Japanese American Stories of New York
[A Modern Decameron] Modan Dekameron
Publication: Tokyo: Kaizosha, 1929 (Showa 4). First Edition.
Notes: A sequel to Tekisasu mushuku ta sanjuichi pen [Hoboing in Texas and Thirty-one Other Stories] modeled after The Decameron.
Hasegawa "spins stories about people’s lives in an urban space, although the time and place are no longer the medieval Rome of the Decameron but twentieth-century New York. The main characters are ’Merican-Japs ["meriken jappu"] whose background and reasons for immigration and migration vary, but what is common to them is that they live in a poor, dark neighborhood in Manhattan. Living like hobos, they work as gamblers, acrobats, bootleggers, owners of illegal bars, poets, or assistants to tipsters."—Kyoko Omori, Detecting Japanese Vernacular Modernism, p. 239.
These stories are set amongst the immigrants of Third Avenue in New York: "It may be said they happily established a country – a country that exists even if it does not appear on a map of the world... A Bulgarian marries a Turk and has an American baby girl. The American baby girl grows up and falls in love with a Chinese, and they have a family. An Armenian lodges at their house. This Armenian works at a store owned by Jews, dines at a Greek restaurant where he listens to Jazz played by Hawaiian musicians. He has Spanish polish on his shoes, says hello to an Irish policeman, buys meat at a German butcher and bread from a French bakery" (translation by Otori from Modan Dekameron, p. 240).

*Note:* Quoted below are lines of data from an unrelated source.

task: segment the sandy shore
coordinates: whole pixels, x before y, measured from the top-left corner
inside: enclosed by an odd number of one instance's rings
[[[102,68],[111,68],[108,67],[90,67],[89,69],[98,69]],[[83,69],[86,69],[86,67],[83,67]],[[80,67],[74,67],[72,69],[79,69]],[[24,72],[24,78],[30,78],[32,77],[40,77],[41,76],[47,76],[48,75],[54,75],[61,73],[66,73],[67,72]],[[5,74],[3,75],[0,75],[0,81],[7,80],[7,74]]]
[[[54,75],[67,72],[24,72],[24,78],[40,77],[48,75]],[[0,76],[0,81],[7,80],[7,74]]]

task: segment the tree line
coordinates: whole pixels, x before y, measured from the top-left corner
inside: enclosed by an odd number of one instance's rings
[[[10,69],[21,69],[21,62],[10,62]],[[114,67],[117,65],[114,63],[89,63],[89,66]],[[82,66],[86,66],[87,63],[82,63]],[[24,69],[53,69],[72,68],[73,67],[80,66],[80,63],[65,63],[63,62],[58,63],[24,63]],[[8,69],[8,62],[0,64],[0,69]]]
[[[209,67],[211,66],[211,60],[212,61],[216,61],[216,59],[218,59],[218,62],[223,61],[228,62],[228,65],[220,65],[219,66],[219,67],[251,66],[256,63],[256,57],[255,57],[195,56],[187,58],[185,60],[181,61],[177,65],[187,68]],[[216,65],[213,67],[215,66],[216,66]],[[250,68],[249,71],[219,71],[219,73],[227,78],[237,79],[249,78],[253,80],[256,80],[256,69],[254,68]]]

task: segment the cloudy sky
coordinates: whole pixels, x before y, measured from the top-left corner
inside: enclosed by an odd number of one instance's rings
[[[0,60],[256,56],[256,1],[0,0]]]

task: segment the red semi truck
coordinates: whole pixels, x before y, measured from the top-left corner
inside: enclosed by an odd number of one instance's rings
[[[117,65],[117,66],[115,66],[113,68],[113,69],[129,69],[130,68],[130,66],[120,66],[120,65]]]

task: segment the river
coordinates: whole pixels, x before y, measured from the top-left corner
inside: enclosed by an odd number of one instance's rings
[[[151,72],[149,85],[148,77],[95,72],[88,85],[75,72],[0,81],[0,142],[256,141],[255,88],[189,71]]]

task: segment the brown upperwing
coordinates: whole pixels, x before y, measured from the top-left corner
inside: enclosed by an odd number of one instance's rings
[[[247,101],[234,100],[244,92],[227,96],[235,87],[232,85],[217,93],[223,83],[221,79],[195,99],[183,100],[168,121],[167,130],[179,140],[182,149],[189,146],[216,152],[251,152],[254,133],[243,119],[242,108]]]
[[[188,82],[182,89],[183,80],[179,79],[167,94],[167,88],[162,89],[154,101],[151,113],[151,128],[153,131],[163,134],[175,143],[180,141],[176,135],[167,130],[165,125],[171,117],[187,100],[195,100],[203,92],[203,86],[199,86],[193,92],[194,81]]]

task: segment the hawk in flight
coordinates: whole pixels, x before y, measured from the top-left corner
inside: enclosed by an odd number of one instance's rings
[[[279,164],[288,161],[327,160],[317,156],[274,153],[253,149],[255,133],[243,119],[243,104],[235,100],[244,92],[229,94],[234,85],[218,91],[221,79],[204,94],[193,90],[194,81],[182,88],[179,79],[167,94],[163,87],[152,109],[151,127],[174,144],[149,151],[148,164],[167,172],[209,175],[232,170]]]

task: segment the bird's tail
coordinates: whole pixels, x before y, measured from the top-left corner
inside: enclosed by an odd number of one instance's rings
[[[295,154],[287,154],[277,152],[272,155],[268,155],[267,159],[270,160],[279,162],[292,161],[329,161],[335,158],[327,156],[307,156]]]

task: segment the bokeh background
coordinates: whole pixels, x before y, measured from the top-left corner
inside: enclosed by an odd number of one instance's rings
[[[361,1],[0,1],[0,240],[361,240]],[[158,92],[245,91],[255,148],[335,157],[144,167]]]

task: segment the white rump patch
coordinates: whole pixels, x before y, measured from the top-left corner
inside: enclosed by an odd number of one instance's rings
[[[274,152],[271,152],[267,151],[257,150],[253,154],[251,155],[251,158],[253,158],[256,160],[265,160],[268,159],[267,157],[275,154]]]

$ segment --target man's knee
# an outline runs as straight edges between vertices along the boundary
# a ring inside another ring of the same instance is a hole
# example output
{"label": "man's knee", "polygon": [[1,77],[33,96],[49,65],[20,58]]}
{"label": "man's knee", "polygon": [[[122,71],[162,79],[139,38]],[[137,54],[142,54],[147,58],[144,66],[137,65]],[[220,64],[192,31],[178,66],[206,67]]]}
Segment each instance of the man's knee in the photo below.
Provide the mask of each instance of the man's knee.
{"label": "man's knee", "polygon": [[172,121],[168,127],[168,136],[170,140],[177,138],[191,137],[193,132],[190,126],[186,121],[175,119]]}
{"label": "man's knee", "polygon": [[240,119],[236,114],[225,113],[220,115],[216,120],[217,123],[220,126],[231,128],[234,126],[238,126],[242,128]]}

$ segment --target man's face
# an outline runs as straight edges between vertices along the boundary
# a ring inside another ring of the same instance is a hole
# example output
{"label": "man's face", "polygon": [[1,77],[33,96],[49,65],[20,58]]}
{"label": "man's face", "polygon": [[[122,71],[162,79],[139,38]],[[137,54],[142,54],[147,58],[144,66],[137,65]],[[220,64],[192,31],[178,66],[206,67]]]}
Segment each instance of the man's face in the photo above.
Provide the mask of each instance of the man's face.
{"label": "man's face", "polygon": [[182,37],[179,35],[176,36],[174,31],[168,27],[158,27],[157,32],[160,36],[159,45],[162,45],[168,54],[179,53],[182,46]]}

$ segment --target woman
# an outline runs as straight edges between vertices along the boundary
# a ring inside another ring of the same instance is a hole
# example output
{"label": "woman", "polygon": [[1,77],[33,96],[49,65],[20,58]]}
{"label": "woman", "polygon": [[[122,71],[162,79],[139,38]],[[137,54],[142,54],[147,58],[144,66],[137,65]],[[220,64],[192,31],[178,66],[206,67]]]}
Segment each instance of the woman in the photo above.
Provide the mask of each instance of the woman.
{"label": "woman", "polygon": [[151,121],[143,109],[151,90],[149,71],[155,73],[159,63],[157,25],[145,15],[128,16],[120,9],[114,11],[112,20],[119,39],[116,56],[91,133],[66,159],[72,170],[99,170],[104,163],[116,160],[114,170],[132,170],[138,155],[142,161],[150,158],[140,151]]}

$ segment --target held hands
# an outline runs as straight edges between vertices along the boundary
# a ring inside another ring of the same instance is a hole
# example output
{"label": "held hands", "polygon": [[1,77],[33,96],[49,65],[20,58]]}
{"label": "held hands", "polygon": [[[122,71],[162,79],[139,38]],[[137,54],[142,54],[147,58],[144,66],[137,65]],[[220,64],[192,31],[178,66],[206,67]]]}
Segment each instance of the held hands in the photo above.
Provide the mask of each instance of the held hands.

Hasegawa's father was an English teacher and journalist, and Hasegawa attended good Japanese schools. In 1920, his parents sent him to Oberlin College for an American education. He attended class for a few months before dropping out and traveling around the country working odd jobs for four years. This experience is the basis of his meriken jappu stories. He returned to Japan in 1924, hitching a ride on a tramp steamer and working for his passage. He intended to go back to the United States but was denied a visa. Instead, he began writing for Japanese detective magazines and then wrote many novels and books under a variety of pseudonyms. His works were serialized, published as books, and adapted for the movies. Hasegawa died at age 35 from an asthma attack.
Very scarce. OCLC: 674154413 (National Diet Library), 231381761 (University of Washington)
Edition + Condition: First edition. One-inch split at base of the spine, else very good in original decorated wrappers with a modernist design.